Berpaling menafikan dan bertentangan dengan iman. Allah Taala berfirman, “Dan mereka berkata, ‘Kami telah beriman kepada Allah dan rasul, dan kami menaati (keduanya).’ Kemudian sebagian dari mereka berpaling sesudah itu, sekali-kali mereka itu bukanlah orang-orang yang beriman.” (An-Nur: 47).

Berpaling dari agama Allah Taala dan syariatNya adalah hakikat nifak, firman Allah, “Apabila dikatakan kepada mereka, ‘Marilah kamu (tunduk) kepada hukum yang Allah telah turunkan dan kepada hukum Rasul,’ niscaya kamu lihat orang-orang munafik menghalangi (manusia) dengan sekuat-kuatnya agar tidak mendekatiimu.” (An-Nisa`: 61).

Ibnul Qayyim berkata tentang ayat ini, “Allah menganggap berpaling dari apa yang dibawa oleh rasul dan menoleh kepada selainnya adalah hakikat nifak sebagaimana hakikat iman adalah menjadikannya sebagai hakim, dan menerima hukumnya tanpa kesempitan di dalam dada serta berserah diri kepada ketetapannya dengan ridha, suka rela dan cinta. Ini adalah hakikat iman sedangkan berpaling itu adalah hakikat nifak.”
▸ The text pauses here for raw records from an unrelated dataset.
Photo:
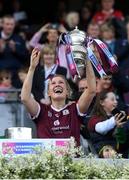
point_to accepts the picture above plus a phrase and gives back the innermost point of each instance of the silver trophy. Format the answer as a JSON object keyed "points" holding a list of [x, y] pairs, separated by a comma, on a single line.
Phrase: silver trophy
{"points": [[78, 47]]}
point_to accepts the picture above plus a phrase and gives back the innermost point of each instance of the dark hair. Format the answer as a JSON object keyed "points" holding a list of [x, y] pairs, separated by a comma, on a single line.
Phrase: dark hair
{"points": [[98, 108]]}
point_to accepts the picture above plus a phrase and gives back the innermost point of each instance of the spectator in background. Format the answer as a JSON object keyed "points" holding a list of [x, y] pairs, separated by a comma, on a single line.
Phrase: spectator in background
{"points": [[6, 84], [13, 52], [102, 124], [44, 71], [93, 30], [107, 12]]}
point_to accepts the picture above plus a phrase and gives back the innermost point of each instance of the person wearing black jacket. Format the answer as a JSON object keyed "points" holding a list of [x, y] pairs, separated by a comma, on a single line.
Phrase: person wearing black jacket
{"points": [[13, 52]]}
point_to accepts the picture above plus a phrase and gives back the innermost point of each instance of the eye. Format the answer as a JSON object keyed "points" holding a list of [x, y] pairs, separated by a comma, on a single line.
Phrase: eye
{"points": [[53, 82], [61, 82]]}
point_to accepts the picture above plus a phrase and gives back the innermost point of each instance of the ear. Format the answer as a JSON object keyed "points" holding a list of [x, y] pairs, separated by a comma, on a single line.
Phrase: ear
{"points": [[101, 102]]}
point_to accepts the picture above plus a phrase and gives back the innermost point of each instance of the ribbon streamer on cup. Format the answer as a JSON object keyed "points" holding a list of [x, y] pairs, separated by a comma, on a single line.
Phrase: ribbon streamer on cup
{"points": [[66, 53]]}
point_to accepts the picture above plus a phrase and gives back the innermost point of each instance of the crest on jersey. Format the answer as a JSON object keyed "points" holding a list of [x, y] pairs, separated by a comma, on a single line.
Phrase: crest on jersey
{"points": [[65, 112]]}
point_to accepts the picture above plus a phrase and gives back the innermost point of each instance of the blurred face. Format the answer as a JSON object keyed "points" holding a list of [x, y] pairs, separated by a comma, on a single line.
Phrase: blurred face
{"points": [[57, 89], [93, 31], [8, 25], [75, 20], [49, 58], [108, 35], [82, 85], [85, 14], [105, 82], [109, 103], [52, 35], [107, 4]]}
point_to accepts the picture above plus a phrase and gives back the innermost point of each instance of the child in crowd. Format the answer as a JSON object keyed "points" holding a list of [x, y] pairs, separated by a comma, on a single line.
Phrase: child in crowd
{"points": [[103, 123]]}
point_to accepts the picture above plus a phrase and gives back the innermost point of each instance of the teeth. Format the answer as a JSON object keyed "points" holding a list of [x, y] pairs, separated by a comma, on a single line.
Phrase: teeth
{"points": [[58, 90]]}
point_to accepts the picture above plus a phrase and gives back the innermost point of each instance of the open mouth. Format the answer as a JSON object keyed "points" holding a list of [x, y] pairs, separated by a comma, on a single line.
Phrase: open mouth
{"points": [[58, 90]]}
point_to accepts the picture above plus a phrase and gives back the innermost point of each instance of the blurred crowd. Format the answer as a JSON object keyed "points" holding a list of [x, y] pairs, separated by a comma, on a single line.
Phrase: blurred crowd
{"points": [[105, 130]]}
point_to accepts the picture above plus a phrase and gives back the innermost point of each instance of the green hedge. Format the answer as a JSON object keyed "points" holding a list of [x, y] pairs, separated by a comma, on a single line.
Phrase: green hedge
{"points": [[61, 164]]}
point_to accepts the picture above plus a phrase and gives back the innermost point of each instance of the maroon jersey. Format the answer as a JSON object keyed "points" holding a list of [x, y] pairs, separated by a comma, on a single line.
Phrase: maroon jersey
{"points": [[63, 123]]}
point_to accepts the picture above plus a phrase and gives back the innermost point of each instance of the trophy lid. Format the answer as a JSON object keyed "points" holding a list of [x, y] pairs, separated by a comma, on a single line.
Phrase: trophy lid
{"points": [[77, 36]]}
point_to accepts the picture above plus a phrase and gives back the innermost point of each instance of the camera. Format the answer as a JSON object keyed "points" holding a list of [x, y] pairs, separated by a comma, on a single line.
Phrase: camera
{"points": [[116, 110]]}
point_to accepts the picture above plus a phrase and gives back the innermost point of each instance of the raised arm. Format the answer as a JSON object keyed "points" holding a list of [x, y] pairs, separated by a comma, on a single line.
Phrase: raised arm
{"points": [[88, 95], [30, 103]]}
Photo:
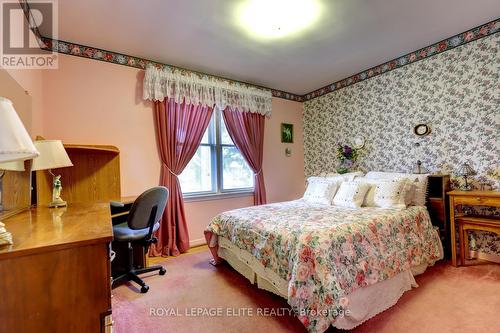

Di samping itu orang-orang mukmin adalah orang-orang yang tunduk dan patuh, orang-orang yang menjawab dan berserah diri. Adapun berpaling dari agama Allah Taala maka ia termasuk sifat orang-orang kafir dan ciri orang-orang munafik sebagaimana hal tersebut hadir terperinci di banyak ayat al-Qur`an.

Firman Allah Taala, “Tidakkah kamu memperhatikan orang-orang yang telah diberi bahagian yaitu al-Kitab (Taurat), mereka diseru kepada Kitab Allah supaya kitab itu menetapkan hukum diantara mereka. Kemudian sebagian dari mereka berpaling, dan mereka selalu membelakangi (kebenaran).” (Ali Imran: 23).

Firman Allah Taala, “Dan orang-orang yang kafir berpaling dari apa yang diperingatkan kepada mereka.” (Al-Ahqaf: 3). Wallahu a’lam.